Sitting in a cafe in Bath.

It’s been a fun weekend, and it isn’t even over yet. Went down to Plymouth for an afe mini-meet, dragging LoneCat down for the ride, completely forgetting that Teut – our host – had a cat (and LC, in a major hit of irony, is allergic to cats).


Fun was had, mostly when we went out to wander around Plymouth (up around the ‘Ho’ (spelling unknown, but guessed for comic effect)) and when we (minus LC, who was in the bedroom, hiding from cats. I would have been a good Boyfriend and stayed with her, but my shirt was encathaired) played Munchkin, which was fun.

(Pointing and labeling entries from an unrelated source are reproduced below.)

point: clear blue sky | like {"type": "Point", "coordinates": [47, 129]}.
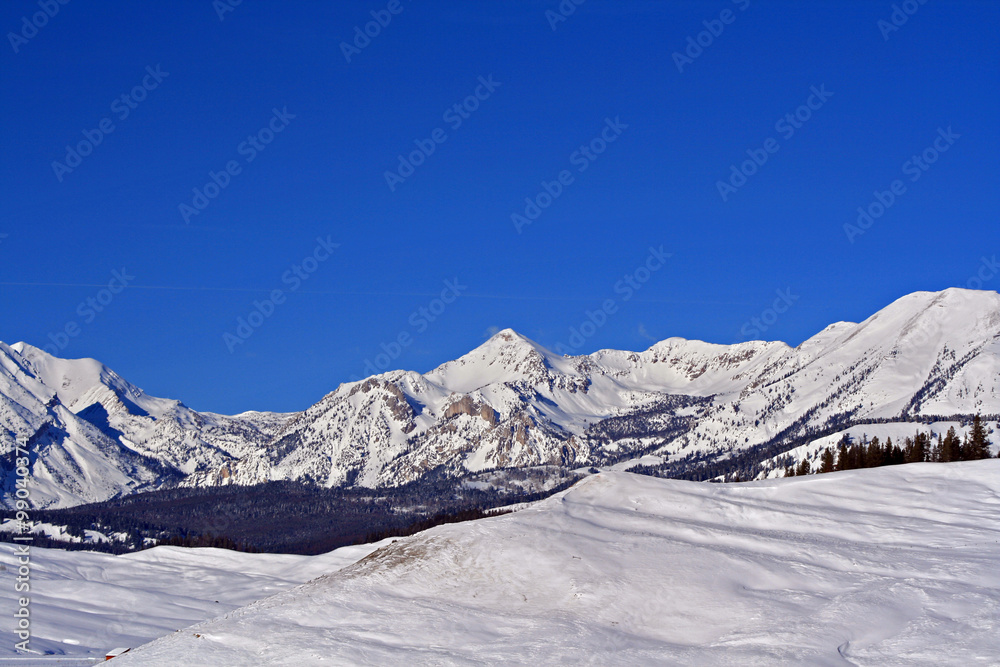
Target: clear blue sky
{"type": "Point", "coordinates": [323, 175]}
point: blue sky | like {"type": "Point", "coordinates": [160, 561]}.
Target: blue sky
{"type": "Point", "coordinates": [599, 109]}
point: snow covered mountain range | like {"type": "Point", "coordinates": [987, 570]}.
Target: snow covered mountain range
{"type": "Point", "coordinates": [512, 403]}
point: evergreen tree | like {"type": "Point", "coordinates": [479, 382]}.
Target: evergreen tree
{"type": "Point", "coordinates": [979, 444]}
{"type": "Point", "coordinates": [875, 455]}
{"type": "Point", "coordinates": [951, 447]}
{"type": "Point", "coordinates": [826, 461]}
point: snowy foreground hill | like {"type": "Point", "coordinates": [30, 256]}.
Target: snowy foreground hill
{"type": "Point", "coordinates": [694, 408]}
{"type": "Point", "coordinates": [888, 566]}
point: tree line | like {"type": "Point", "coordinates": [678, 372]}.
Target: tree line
{"type": "Point", "coordinates": [922, 447]}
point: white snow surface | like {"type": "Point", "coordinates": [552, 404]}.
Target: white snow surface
{"type": "Point", "coordinates": [509, 403]}
{"type": "Point", "coordinates": [85, 603]}
{"type": "Point", "coordinates": [889, 566]}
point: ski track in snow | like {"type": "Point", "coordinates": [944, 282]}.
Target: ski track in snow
{"type": "Point", "coordinates": [85, 603]}
{"type": "Point", "coordinates": [891, 566]}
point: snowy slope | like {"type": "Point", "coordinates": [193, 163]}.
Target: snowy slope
{"type": "Point", "coordinates": [889, 566]}
{"type": "Point", "coordinates": [94, 436]}
{"type": "Point", "coordinates": [513, 403]}
{"type": "Point", "coordinates": [84, 603]}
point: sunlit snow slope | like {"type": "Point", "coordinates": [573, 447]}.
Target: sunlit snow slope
{"type": "Point", "coordinates": [509, 403]}
{"type": "Point", "coordinates": [84, 604]}
{"type": "Point", "coordinates": [888, 566]}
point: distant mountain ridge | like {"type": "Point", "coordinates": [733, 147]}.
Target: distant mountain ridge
{"type": "Point", "coordinates": [512, 403]}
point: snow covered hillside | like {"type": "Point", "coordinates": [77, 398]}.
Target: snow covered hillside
{"type": "Point", "coordinates": [690, 405]}
{"type": "Point", "coordinates": [511, 402]}
{"type": "Point", "coordinates": [888, 566]}
{"type": "Point", "coordinates": [84, 604]}
{"type": "Point", "coordinates": [93, 435]}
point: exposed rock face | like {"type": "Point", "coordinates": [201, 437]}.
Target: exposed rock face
{"type": "Point", "coordinates": [511, 402]}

Sunday we went back to Bath, and Monday, today, while LC is in lectures I wander around the ancient and beautiful town of Bath.

After my usual pilgrimage to the bench by the river that saw most of the events in Bathtime to breakfast on Fanta I went on a more expensive pilgrimage to the local Electronics Boutique to buy a game. In keeping with my new Budget Sensitive Persona, I’ve carefully read this months PC Gamer cover to cover, finally deciding to spend my pennies on Freedom Force. When I attempted to fulfil this prophecy, I learnt of two things.

  1. Freedom Force isn’t out yet.
  2. Simon the Sorcerer 3D is.

Now, the first I had countered for, and had selected a second choice – Dungeon Siege. Simon the Sorcerer 3, however, I’ve been waiting for since 1997, when I played Simon the Sorcerer 2. It was finished Dec 2000, about 2 weeks before its publisher (Hasbro Interactive) died, since then it has remained comatose, the first I’ve heard of it since this time last year (when I e-mailed the developers and confirmed the above) was when I saw it. Confused, I bought it *and* Dungeon Siege. Then I wandered to a coffee shop to decided what to do next, had lunch in KFC, and did the standard tourist thing of the Roman Baths.

The Bath Baths were fascinating on many levels, not least watching the people’s reactions, not most the shear History of the place, but mainly the amazing things the Romans did, from the flowing water to the central heating, the mortar (2000 year old walls supporting Georgian and now also Victorian construction) to the detail on the carvings, it’s amazing what the surviving Britons failed to learn.

What *could* the Romans have done for us?

And the belief, the way they casually incorporated the local goddess of healing with their own, and built a hugely impressive temple to the new duel-deity.

I’m impressed.

No. The word I may be looking for is inspired.

So, I bought a book on Roman Mythology, and found a new coffee shop, where I’ve just spent the last hour writing this on the palm top. Tomorrow I’ll post this up.